UPDATE: With Amit's suggestions I get the following paths now:
FOLLOW-UP (highly related that is why I am adding it here and don't open a new post):
If I use only four directions with a Manhattan distance as heuristic and a movement cost of 1 for all four steps, I get a jittery diagonal. Of course the algorithm has to take 'stairs" like this, but I would still expect something more straight - am I missing something obvious?
Your movement cost for diagonals is the same as for orthogonal steps.
A path going southeast, southeast, northeast, northeast is just as short as a path going east, east, east, east. Both have cost 4.
When there are multiple shortest paths, A* is giving you one of them, but it's not the one you want.
If you set diagonals to have a higher movement cost (sqrt(2) is what your heuristic states), then A* would prefer east, east, east, east.

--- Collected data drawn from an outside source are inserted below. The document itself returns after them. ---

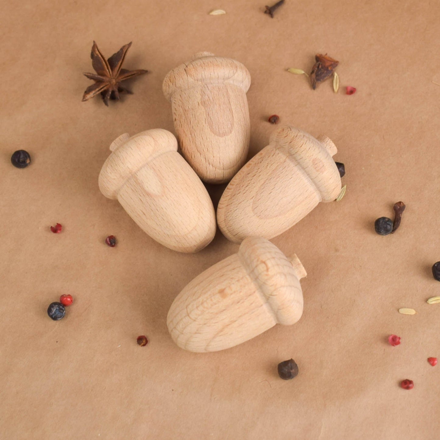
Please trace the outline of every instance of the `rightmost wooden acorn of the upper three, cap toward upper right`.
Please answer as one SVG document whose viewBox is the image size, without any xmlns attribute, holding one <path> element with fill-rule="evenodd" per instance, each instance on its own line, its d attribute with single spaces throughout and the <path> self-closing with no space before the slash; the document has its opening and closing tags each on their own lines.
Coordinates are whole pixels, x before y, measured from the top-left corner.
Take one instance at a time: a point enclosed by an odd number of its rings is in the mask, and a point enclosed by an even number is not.
<svg viewBox="0 0 440 440">
<path fill-rule="evenodd" d="M 290 125 L 277 128 L 226 187 L 217 208 L 224 236 L 239 243 L 256 235 L 273 238 L 341 191 L 332 156 L 334 143 Z"/>
</svg>

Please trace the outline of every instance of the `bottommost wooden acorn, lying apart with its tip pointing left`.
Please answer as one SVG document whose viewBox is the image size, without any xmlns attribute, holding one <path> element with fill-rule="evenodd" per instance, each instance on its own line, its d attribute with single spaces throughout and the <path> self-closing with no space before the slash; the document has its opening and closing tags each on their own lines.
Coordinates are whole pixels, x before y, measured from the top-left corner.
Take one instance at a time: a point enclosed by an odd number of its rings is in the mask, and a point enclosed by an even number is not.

Change
int new_cost = cost_so_far[current] + 1;
to either use 1 or sqrt(2) depending on whether it's an orthogonal or diagonal step. You'll also need to make the costs into floats/doubles instead of ints, and make the priority queue do the same. (Alternatively, if you want to keep using ints, some people will use 14 and 10 as the costs, and scale the heuristic up to use 14 and 10 for D2 and D.)